Und schliesslich, am Ende unseres Austausches über Fakten und Berichte über Menschen und Ereignisse in unserem Leben, kommen wir zu uns beiden, die auf eine lange gemeinsame Geschichte zurückblicken. Wir fragen: Was für besondere Freude haben wir erlebt? Wo war Gott grosszügig? Was haben wir gelernt? Welche Enttäuschungen, welche Kämpfe, welche Gefühle gibt es da, die aufgedeckt werden müssen? Wo hat Gott uns geprüft? Welche Hoffnungen? Welche Träume? Welche Gedanken? Wir fragen einander, was wir über Jesus gelernt haben, seit wir uns das letzte Mal gesehen haben. Welche Abschnitte der Bibel haben uns am meisten herausgefordert oder inspiriert? Welche neuen Ideen haben wir aus der Bibel gezogen? Welche Verse waren für uns verwirrend oder stärkend? Es kommt zu einem schnellen Schlagabtausch, während unser Gespräch weiterfliesst und wir gegenseitig unseren Entdeckungen lauschen. Wir stellen Fragen, schlagen alternative Blickwinkel vor, bieten kleine Kurskorrekturen in unserem Denken an. Dann folgt ein Austausch über die Bücher, die wir gelesen haben. Welche Autorinnen und Autoren haben unser Denken beeinflusst? Hat jemand davon uns wütend gemacht, erneuert, neu ausgerichtet? Welche Autoren bieten neue Blickwinkel auf das, was Gott in der Glaubensgemeinschaft tut? Wir weisen uns oft gegenseitig auf Artikel und Essays hin, die über Probleme und Herausforderungen in unserer Gesellschaft sprechen.

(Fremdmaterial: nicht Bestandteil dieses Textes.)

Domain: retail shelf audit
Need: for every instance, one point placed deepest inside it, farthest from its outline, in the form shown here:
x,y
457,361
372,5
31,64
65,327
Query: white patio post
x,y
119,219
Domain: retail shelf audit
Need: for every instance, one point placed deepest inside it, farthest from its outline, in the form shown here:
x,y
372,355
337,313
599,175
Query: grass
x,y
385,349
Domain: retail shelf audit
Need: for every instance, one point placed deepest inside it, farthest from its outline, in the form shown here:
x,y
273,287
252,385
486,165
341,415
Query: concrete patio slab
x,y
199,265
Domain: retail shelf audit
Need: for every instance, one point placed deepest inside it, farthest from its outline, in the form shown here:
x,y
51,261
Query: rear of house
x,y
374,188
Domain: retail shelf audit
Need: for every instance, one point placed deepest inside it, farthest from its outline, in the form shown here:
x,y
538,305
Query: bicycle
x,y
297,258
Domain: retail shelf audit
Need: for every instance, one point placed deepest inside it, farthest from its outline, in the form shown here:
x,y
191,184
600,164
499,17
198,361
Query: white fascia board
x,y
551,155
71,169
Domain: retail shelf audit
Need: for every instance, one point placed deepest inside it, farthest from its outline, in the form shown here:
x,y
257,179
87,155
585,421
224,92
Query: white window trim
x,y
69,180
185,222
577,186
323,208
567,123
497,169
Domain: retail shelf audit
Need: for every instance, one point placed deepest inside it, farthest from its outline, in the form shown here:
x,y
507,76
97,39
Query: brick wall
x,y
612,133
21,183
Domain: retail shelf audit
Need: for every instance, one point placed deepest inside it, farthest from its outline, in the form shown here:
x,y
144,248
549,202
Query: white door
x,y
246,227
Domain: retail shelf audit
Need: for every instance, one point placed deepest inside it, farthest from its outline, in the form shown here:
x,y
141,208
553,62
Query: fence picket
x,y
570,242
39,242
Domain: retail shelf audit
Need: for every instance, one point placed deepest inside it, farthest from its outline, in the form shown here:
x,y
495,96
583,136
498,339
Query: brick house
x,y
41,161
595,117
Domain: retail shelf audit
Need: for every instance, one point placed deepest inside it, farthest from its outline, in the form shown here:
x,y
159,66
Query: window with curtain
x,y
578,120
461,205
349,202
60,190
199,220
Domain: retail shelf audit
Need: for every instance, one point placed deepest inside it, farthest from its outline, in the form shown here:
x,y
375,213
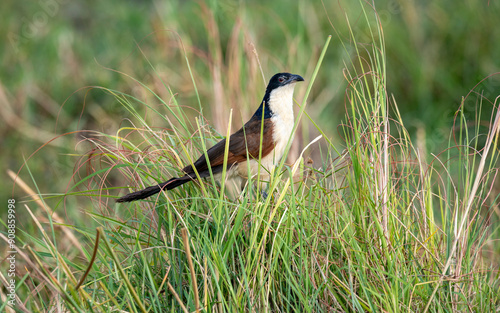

Ich kann euch sagen, wenn wir die letzte Stunde unserer gemeinsamen Zeit erreicht haben, sind unsere Gedanken und Herzen bis an die Oberkante gefüllt. Wenn es Zeit wird, das Restaurant zu verlassen und uns wieder auf den Weg nach Hause zu machen, suchen wir uns ein Plätzchen, an dem wir uns gegenseitig Jesus anbefehlen können. Es gibt eine Umarmung, ein Gebet, einen Kommentar darüber, wann wir uns das nächste Mal treffen. Und dann fahren wir los. Der Mann, der die Frage zu diesen Treffen stellte – «Was tut ihr als Freunde den ganzen Tag?» – bedankte sich und wiederholte seine vorherige Aussage: «Ich wünschte, ich hätte auch so eine Freundschaft.» Einige andere in dem Raum nickten. Und ich sage zu der Gruppe das, was meine Frau Gail so oft zu mir sagt: «Wenn du Freundschaften haben willst, beginne damit, selbst ein Freund zu sein.» Ergibt das Sinn? Diesen Artikel widme ich meinem kanadischen Freund, Glenn Smith.
Dieser Artikel erschien im Magazin Aufatmen 4/2023 des SCM Bundes-Verlag.